Candidato presidente del Veneto, FdI alla Lega: «Restiamo uniti»

I meloniani ricordano gli ultimi risultati elettorali: «Abbiamo il 37%». Il Carroccio replica: «Siamo pronti a qualsiasi scenario»

Annalisa Girardi
Lucas Pavanetto
Lucas Pavanetto

La Lega può pestare i piedi quanto vuole, ma l’accordo sul candidato presidente alle prossime elezioni regionali si farà a Roma, come si è sempre fatto.

E decideranno i leader nazionali, tenendo conto di equilibri – locali, ma anche ben più ampi – che sono cambiati.

È questo, in sostanza, il ragionamento che viene fatto tra le fila di Fratelli d’Italia, dopo l’avvertimento del Carroccio, pronto a correre da solo se l’alleato dovesse fare la voce grossa e imporre un nome.

«La nostra posizione è sempre la stessa. È naturale che i partiti mettano sul piatto i propri candidati, ma poi si deciderà a livello nazionale, perché è una questione che non riguarda solo il Veneto», dice il capogruppo meloniano in Consiglio regionale, Lucas Pavanetto.

«Anche il passaggio da Galan a Zaia è avvenuto in questo modo, non stiamo dicendo niente di nuovo», sottolinea.

Per poi ribadire il peso del suo partito in questo scacchiere: «Per due elezioni consecutive Fratelli d’Italia ha preso circa il 37 per cento dei voti. Se si esclude la ricandidatura di Zaia – perché al momento il blocco ai mandati rimane – è chiaro che il candidato spetterebbe a noi. Io sono dell’idea che tutti debbano contribuire alla rosa di nomi da proporre, poi si deciderà quello migliore. La Lega continua a parlare di un suo candidato, sempre riferendosi a Zaia. Il Veneto non è una riserva indiana. Noi poniamo una questione diversa, cioè di trovarne uno che vada bene a tutti».

Nessun braccio di ferro o operazione di forza, assicura Pavanetto: «Non vogliamo imporre nulla in modo arrogante, diciamo solo di guardare anche al risultato elettorale. Perché le aspettative dell’elettorato sono importanti».

Per il consigliere meloniano il monito della Liga non tiene conto della realtà dei fatti: «Sono stupidaggini, noi oggi abbiamo un governo nazionale di centrodestra che lavora bene. Fratelli d’Italia, Lega e Forza Italia sono la maggioranza, spaccarla sarebbe assurdo.
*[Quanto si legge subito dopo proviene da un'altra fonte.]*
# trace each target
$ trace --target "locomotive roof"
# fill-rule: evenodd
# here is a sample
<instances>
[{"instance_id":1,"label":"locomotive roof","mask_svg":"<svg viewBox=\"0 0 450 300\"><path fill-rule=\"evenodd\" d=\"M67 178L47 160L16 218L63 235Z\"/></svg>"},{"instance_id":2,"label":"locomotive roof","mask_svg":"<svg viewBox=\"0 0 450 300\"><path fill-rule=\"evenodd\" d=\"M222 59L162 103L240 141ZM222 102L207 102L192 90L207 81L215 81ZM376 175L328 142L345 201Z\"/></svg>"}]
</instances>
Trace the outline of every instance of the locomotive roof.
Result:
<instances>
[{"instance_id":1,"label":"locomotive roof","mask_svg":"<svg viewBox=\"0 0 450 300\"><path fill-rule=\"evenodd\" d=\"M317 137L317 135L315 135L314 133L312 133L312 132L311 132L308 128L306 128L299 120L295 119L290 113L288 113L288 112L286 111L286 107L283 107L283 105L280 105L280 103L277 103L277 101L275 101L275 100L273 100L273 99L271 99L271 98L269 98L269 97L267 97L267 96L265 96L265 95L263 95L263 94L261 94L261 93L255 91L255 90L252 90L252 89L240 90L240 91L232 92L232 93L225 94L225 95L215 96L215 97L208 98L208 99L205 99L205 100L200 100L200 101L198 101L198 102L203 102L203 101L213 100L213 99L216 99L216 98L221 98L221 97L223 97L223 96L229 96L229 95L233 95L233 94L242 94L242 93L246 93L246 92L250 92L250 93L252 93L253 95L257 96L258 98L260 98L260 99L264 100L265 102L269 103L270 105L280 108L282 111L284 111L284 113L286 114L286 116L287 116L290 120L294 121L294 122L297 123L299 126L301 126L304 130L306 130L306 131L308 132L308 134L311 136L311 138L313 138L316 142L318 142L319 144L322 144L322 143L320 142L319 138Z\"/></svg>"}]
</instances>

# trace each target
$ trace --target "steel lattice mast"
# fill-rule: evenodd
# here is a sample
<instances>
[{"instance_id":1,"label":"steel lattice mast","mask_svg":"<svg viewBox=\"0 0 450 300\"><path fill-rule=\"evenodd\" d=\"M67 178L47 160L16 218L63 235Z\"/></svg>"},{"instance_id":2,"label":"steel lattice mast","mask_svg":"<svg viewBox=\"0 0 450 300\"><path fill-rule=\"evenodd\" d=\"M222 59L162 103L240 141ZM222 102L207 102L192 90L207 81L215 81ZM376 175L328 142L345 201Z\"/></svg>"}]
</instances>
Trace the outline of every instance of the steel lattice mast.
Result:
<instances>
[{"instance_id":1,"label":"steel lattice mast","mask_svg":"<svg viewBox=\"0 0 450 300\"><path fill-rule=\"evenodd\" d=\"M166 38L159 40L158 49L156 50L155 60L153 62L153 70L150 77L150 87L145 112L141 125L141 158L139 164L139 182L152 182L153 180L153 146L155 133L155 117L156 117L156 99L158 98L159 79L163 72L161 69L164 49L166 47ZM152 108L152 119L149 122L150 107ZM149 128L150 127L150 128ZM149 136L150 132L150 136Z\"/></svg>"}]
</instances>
Pagheremmo tutti ad andare divisi. E i cittadini, giustamente, non lo capirebbero».

E non si dica che a Fratelli d’Italia manchi una classe dirigente e che per questo non abbia chances di esprimere il nome (potenzialmente) vincente.

«Siamo un partito sempre più consolidato sul territorio, non è vero che non abbiamo una classe dirigente pronta. C’è una valanga di giovani amministratori che fa politica da quando aveva 16 anni, come il sottoscritto», dice Tommaso Razzolini, anche lui consigliere di Fratelli d’Italia a Palazzo Ferro Fini, classe 1990.

«Abbiamo tante persone valide e capaci. Sicuramente un partito consolidato nel territorio da oltre 25 anni ha radici più profonde, ma noi siamo un partito giovane che in pochissimo tempo ha costruito una presenza importante. E siamo sempre stati coerenti e leali con gli alleati. Quindi non vedo perché fare tutti questi battibecchi adesso. Rischiamo che sia la volta buona che lasciamo la Regione al centrosinistra», aggiunge.

Per poi lanciare un appello: «Auspico che tutti rimangano sereni e tranquilli. Il centrodestra è unito, dobbiamo andare avanti compatti in ogni tornata elettorale. È così che portiamo a casa i risultati. Dobbiamo abbassare tutti i toni, farci la guerra tra di noi non ha senso. Anche perché lo sappiamo che alla fine si deciderà a livello nazionale».

Pure lui, concludendo, precisa: «Anche Zaia è diventato presidente dopo che c’è stato l’accordo con Berlusconi, che ha lasciato il Veneto alla Lega. È la normale prassi di come si gestiscono le cose. Ed è anche quello che vogliono i veneti: concretezza».

Ma il Carroccio non ha intenzione di farsi trovare impreparato: «Noi siamo pronti. Il Veneto ha ancora bisogno di Lega, come ancora c’è bisogno di andare avanti con l’Autonomia. Non abbiamo paura di nessuno scenario. La Lega ci sarà, e ci sarà con un ruolo di primo piano», mette in chiaro il capogruppo leghista al Ferro Fini, Alberto Villanova.